Vu la procédure suivante :
Par une requête, enregistrée le 16 juillet 2013 au secrétariat du contentieux du Conseil d'Etat, la société les Ecoles de Condé SAS, dont le siège est au 23 rue Camille Roy à Lyon (69007) et la société Condé Paris arts appliqués SAS, dont le siège est au 11 rue Biscornet à Paris (75012) demandent au Conseil d'Etat d'annuler la décision implicite née du silence gardé par le Premier ministre rejetant leur demande du 6 mars 2013 tendant à l'abrogation des articles R. 452-10 à R. 452-13 du code du patrimoine.
Vu les autres pièces du dossier ;
Vu :
- le traité sur le fonctionnement de l'Union européenne ;
- la directive 2005/36/CE du Parlement européen et du Conseil du 7 septembre 2005 ;
- le code du patrimoine ;
- le code de justice administrative ;
Après avoir entendu en séance publique :
- le rapport de M. Vincent Villette, auditeur,
- les conclusions de Mme Aurélie Bretonneau, rapporteur public ;
La parole ayant été donnée, avant et après les conclusions, à Me Ricard, avocat de la société les Écoles de Condé SAS et de la société Condé Paris arts appliqués et métiers d'arts - SAS ;
Considérant ce qui suit :
1. Le décret du 24 mai 2011 relatif à la partie réglementaire du code du patrimoine a introduit dans ce code les articles R. 452-10 à R. 452-13, qui déterminent les conditions dans lesquelles peuvent être reconnues les qualifications professionnelles requises pour procéder à la restauration d'un bien faisant partie des collections des musées de France.

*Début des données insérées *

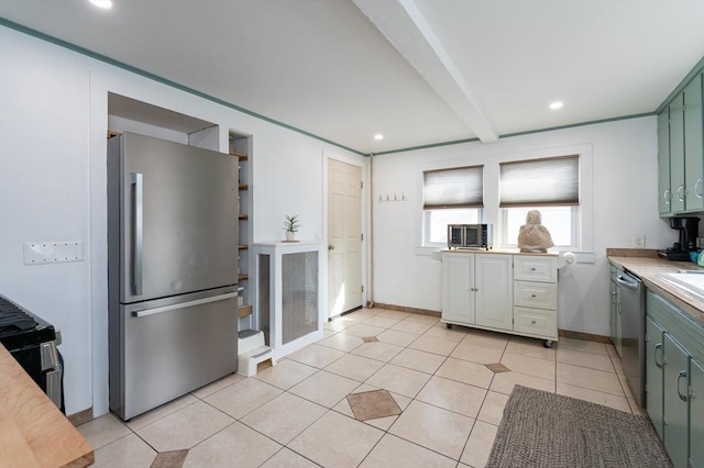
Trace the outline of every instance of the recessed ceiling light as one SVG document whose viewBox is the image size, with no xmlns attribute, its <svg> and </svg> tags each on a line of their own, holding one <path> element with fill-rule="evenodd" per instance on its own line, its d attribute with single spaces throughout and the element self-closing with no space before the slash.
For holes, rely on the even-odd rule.
<svg viewBox="0 0 704 468">
<path fill-rule="evenodd" d="M 112 0 L 88 0 L 98 8 L 109 10 L 112 8 Z"/>
</svg>

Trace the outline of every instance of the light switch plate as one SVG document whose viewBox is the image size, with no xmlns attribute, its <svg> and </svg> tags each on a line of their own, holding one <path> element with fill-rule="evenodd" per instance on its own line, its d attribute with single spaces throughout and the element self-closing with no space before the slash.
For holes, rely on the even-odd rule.
<svg viewBox="0 0 704 468">
<path fill-rule="evenodd" d="M 82 260 L 82 241 L 45 241 L 24 243 L 24 265 L 46 265 Z"/>
</svg>

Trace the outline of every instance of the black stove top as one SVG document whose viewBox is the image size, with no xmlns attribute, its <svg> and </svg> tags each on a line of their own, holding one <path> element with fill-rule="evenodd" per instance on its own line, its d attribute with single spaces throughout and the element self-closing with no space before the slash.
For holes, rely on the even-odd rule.
<svg viewBox="0 0 704 468">
<path fill-rule="evenodd" d="M 54 339 L 56 339 L 56 332 L 52 324 L 0 296 L 0 343 L 8 350 Z"/>
</svg>

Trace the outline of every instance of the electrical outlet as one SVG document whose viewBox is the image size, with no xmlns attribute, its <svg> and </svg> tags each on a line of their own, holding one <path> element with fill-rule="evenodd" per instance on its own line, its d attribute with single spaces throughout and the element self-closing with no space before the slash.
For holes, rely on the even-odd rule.
<svg viewBox="0 0 704 468">
<path fill-rule="evenodd" d="M 646 235 L 636 234 L 631 241 L 631 246 L 634 248 L 646 248 Z"/>
</svg>

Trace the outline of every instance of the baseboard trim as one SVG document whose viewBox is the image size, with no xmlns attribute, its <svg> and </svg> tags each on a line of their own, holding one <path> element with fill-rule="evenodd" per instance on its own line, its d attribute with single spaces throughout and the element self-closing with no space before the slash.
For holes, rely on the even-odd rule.
<svg viewBox="0 0 704 468">
<path fill-rule="evenodd" d="M 87 410 L 70 414 L 66 417 L 74 426 L 86 424 L 88 421 L 92 421 L 92 406 L 88 408 Z"/>
<path fill-rule="evenodd" d="M 575 338 L 575 339 L 584 339 L 585 342 L 596 342 L 610 344 L 612 338 L 604 335 L 593 335 L 591 333 L 582 333 L 582 332 L 572 332 L 571 330 L 560 330 L 560 336 L 564 336 L 565 338 Z"/>
<path fill-rule="evenodd" d="M 370 309 L 386 309 L 386 310 L 389 310 L 389 311 L 408 312 L 408 313 L 415 313 L 415 314 L 418 314 L 418 315 L 437 316 L 438 319 L 441 315 L 440 312 L 431 311 L 431 310 L 428 310 L 428 309 L 416 309 L 416 308 L 407 308 L 407 307 L 404 307 L 404 305 L 383 304 L 381 302 L 374 302 L 374 303 L 367 302 L 367 308 L 370 308 Z"/>
</svg>

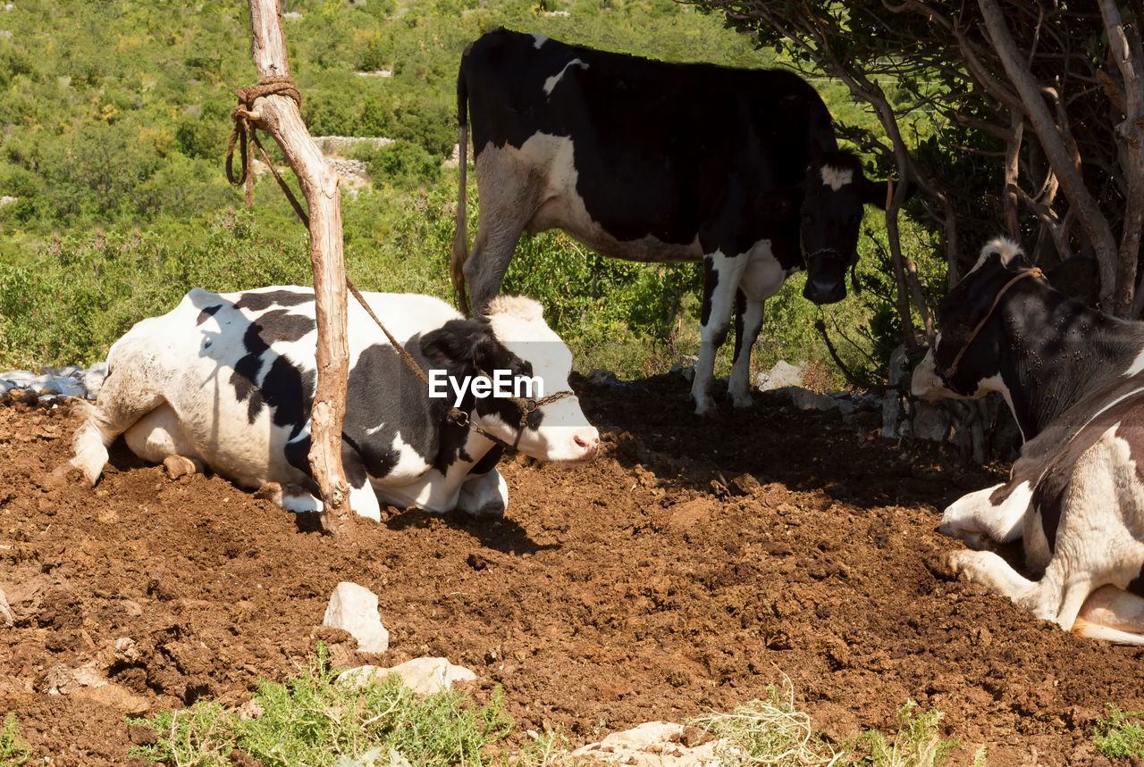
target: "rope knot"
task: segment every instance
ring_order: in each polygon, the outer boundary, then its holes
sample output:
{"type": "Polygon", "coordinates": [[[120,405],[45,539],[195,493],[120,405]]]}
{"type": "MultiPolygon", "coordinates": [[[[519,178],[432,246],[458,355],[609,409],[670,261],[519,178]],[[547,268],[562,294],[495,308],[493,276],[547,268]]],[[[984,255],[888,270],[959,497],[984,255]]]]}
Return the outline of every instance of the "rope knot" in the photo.
{"type": "Polygon", "coordinates": [[[294,85],[294,78],[288,74],[267,74],[259,78],[259,83],[254,86],[246,86],[244,88],[236,88],[235,95],[238,96],[240,106],[235,107],[230,112],[230,119],[235,121],[235,129],[230,133],[230,142],[227,144],[227,181],[230,182],[231,186],[246,186],[246,207],[249,208],[254,197],[254,175],[251,173],[251,152],[247,145],[247,137],[249,142],[259,147],[259,152],[262,154],[262,161],[267,163],[270,171],[275,174],[275,178],[278,179],[278,184],[286,192],[287,199],[294,206],[294,211],[297,213],[299,218],[307,225],[310,226],[310,219],[302,210],[302,206],[299,205],[294,194],[291,192],[289,186],[286,182],[281,179],[278,171],[275,169],[273,162],[270,161],[270,157],[267,151],[262,149],[262,144],[259,142],[259,136],[256,133],[257,126],[254,120],[257,115],[254,114],[254,102],[259,98],[264,98],[267,96],[286,96],[293,101],[299,109],[302,107],[302,94],[299,93],[297,86],[294,85]],[[238,142],[239,159],[243,162],[241,173],[235,176],[235,143],[238,142]]]}

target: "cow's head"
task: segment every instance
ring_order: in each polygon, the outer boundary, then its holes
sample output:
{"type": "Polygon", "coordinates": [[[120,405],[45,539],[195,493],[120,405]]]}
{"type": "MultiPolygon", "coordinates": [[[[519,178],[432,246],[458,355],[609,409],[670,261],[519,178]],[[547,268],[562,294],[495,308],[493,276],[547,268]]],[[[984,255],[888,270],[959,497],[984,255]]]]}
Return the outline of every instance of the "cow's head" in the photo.
{"type": "Polygon", "coordinates": [[[451,320],[427,334],[422,351],[450,375],[499,378],[510,397],[471,397],[469,417],[525,455],[545,461],[588,461],[599,432],[569,386],[572,352],[545,322],[539,303],[499,296],[483,320],[451,320]],[[458,365],[461,362],[461,365],[458,365]]]}
{"type": "Polygon", "coordinates": [[[922,399],[1008,396],[1001,379],[1002,338],[996,309],[1004,296],[1039,270],[1023,269],[1020,246],[1007,238],[982,248],[977,264],[938,306],[942,331],[914,368],[911,391],[922,399]]]}
{"type": "Polygon", "coordinates": [[[869,181],[850,152],[816,155],[803,182],[799,238],[807,259],[802,295],[816,304],[847,297],[847,267],[858,261],[863,209],[887,203],[885,181],[869,181]]]}

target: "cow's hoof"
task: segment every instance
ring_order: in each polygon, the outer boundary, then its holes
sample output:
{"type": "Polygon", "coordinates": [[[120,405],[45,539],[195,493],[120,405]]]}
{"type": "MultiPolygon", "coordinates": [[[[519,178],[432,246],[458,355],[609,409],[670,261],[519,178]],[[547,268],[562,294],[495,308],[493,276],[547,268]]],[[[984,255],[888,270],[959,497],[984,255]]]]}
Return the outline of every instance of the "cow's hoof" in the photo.
{"type": "Polygon", "coordinates": [[[95,484],[100,481],[100,474],[102,473],[100,470],[93,470],[88,466],[85,466],[81,463],[78,463],[78,460],[73,460],[67,465],[72,466],[79,472],[78,479],[84,481],[88,487],[95,487],[95,484]]]}
{"type": "Polygon", "coordinates": [[[959,581],[966,581],[966,567],[969,560],[972,558],[972,551],[966,551],[963,549],[958,551],[946,552],[943,557],[943,567],[950,574],[950,577],[958,578],[959,581]]]}
{"type": "MultiPolygon", "coordinates": [[[[51,487],[63,487],[76,482],[87,482],[87,477],[79,466],[71,462],[56,466],[48,476],[48,485],[51,487]]],[[[90,485],[90,482],[88,482],[90,485]]]]}
{"type": "Polygon", "coordinates": [[[970,530],[951,522],[944,522],[937,528],[937,532],[942,535],[948,535],[951,538],[963,541],[967,546],[975,551],[985,551],[990,548],[988,537],[979,530],[970,530]]]}
{"type": "Polygon", "coordinates": [[[755,400],[750,399],[750,394],[731,394],[731,405],[734,407],[750,407],[755,404],[755,400]]]}
{"type": "Polygon", "coordinates": [[[278,482],[263,482],[254,492],[254,497],[280,506],[283,505],[283,486],[278,482]]]}
{"type": "Polygon", "coordinates": [[[474,519],[482,519],[482,520],[500,519],[505,516],[505,504],[499,502],[490,502],[475,511],[470,511],[468,509],[464,509],[463,511],[474,519]]]}
{"type": "Polygon", "coordinates": [[[167,470],[167,476],[172,479],[202,472],[202,466],[197,461],[183,455],[168,455],[162,460],[162,468],[167,470]]]}

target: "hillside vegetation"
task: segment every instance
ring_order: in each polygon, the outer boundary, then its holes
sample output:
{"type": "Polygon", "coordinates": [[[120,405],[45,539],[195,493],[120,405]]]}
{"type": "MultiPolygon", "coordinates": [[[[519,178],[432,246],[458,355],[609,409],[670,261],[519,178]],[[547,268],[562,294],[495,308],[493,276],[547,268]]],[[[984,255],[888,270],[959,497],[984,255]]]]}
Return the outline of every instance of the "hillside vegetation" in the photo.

La société les Ecoles de Condé SAS et la société Condé Paris arts appliqués et métiers d'art SAS demandent au Conseil d'Etat l'annulation de la décision implicite née du silence gardé par le Premier ministre rejetant leur demande d'abrogation des dispositions de ces articles.
2. En premier lieu, aux termes de l'article R. 452-10 du code du patrimoine : " Peuvent procéder à la restauration d'un bien faisant partie des collections des musées de France : / 1° Les personnes titulaires d'un diplôme français à finalité professionnelle dans le domaine de la restauration du patrimoine, délivré après cinq années de formation de l'enseignement supérieur spécialisée dans le même domaine, soit conférant le grade de master, soit répondant à des conditions définies par un arrêté du ministre chargé de la culture. Dans ce second cas, un arrêté du ministre chargé de la culture constate la conformité du diplôme à ces conditions, après avis d'une commission scientifique ; (...) ". La circonstance que l'arrêté d'application prévu par les dispositions de cet article n'a pas encore, à ce jour, été pris par le ministre chargé de la culture est sans influence sur la légalité de celles-ci.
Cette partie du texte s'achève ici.